ProfilePosted byOptionsPost Date

KathleenBell

KathleenBell Report 29 Jul 2008 23:52

I hope he had really good handwriting. I hate enumerators whose writing is illegible, lol.

Kath. x

smilerbabeuk

smilerbabeuk Report 29 Jul 2008 22:00

just to let you know - you were right, he was an enumerator of the census.
thanks
jo

smilerbabeuk

smilerbabeuk Report 29 Jul 2008 21:37

thanks

chrisa

chrisa Report 29 Jul 2008 21:35

Jo
If you go on the home page on Ancestry then scroll down to the year you want to check & click.
Then click on the county you want to search.
Then click on which civil parish you want to look at.
Whenyou have the list of enumeration districts click on view discription.

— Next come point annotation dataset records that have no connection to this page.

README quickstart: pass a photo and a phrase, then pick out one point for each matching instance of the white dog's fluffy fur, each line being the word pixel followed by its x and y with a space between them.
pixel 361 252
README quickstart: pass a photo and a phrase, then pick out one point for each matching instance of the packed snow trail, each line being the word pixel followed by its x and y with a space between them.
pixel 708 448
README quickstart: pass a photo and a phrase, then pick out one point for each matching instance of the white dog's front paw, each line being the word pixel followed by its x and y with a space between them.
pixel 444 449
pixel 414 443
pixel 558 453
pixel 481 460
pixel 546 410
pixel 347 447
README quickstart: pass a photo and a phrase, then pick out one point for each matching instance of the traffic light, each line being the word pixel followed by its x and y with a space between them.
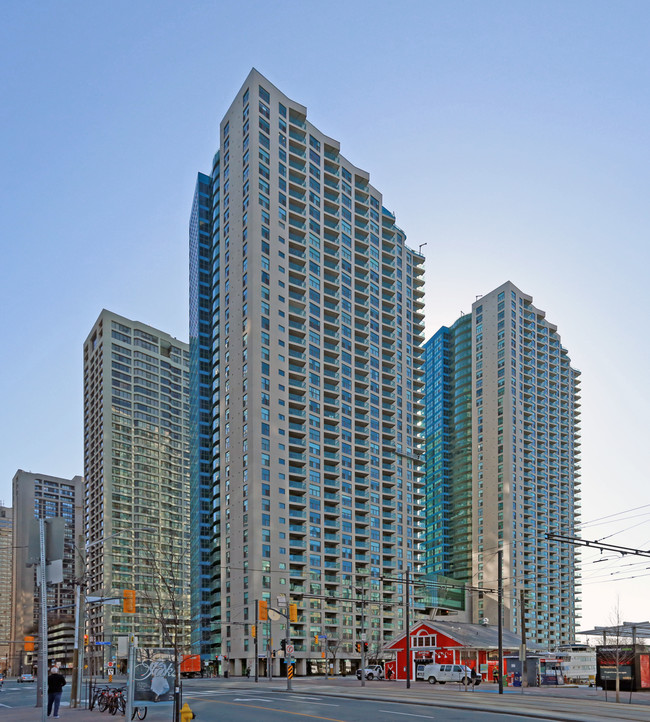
pixel 128 601
pixel 262 610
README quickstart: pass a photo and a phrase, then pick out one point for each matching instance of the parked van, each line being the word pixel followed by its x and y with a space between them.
pixel 442 673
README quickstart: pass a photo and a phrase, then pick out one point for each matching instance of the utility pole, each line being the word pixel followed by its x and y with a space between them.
pixel 287 644
pixel 257 634
pixel 269 650
pixel 522 612
pixel 363 636
pixel 500 616
pixel 408 630
pixel 42 646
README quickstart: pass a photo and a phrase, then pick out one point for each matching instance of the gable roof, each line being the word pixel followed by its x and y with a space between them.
pixel 472 636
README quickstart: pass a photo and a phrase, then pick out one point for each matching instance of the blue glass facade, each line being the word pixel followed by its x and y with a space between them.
pixel 448 419
pixel 200 416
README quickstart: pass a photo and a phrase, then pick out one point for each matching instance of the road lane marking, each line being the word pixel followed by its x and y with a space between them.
pixel 305 701
pixel 406 714
pixel 285 711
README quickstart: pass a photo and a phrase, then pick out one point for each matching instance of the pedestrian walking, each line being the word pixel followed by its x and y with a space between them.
pixel 55 685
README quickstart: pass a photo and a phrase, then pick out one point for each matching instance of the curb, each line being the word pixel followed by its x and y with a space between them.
pixel 518 711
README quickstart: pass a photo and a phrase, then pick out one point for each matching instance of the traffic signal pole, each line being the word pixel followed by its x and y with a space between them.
pixel 257 647
pixel 287 639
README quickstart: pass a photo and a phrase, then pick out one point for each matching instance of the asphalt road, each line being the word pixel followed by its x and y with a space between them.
pixel 211 702
pixel 253 706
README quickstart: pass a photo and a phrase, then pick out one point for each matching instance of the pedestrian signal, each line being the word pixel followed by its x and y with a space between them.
pixel 128 601
pixel 263 610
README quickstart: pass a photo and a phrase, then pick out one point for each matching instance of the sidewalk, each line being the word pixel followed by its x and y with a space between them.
pixel 530 704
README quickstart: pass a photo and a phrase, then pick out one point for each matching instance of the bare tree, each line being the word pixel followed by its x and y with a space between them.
pixel 617 650
pixel 375 652
pixel 166 596
pixel 333 646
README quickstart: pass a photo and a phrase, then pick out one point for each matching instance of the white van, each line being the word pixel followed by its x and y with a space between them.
pixel 442 673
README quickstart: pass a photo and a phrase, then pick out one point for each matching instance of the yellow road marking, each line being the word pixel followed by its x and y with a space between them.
pixel 270 709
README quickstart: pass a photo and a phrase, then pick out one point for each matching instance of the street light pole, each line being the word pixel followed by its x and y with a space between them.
pixel 500 617
pixel 408 630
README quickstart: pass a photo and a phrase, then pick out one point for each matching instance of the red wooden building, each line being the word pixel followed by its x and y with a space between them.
pixel 444 642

If you want some help just let me know which districts.

smilerbabeuk

smilerbabeuk Report 29 Jul 2008 21:30

sam, do you know how i find the enumerators on ancestry?
thanks
jo

KathleenBell

KathleenBell Report 29 Jul 2008 21:12

It was only a guess Jo. He could have been surveying anything.

Kath. x

Sam

Sam Report 29 Jul 2008 21:12

If you have Ancestry, check the enumeration district reports and it will tell you who the enumerator was. Try the ones nearest where he lived first.

Sam x

smilerbabeuk

smilerbabeuk Report 29 Jul 2008 21:05

thats smart! i was imagining him surveying some totally unseen colony somewhere. taking the census would make a lot more sense!
thanks
jo

KathleenBell

KathleenBell Report 29 Jul 2008 21:01

I would think he was definitely a vicar - can't think of anyone else who would be called reverend.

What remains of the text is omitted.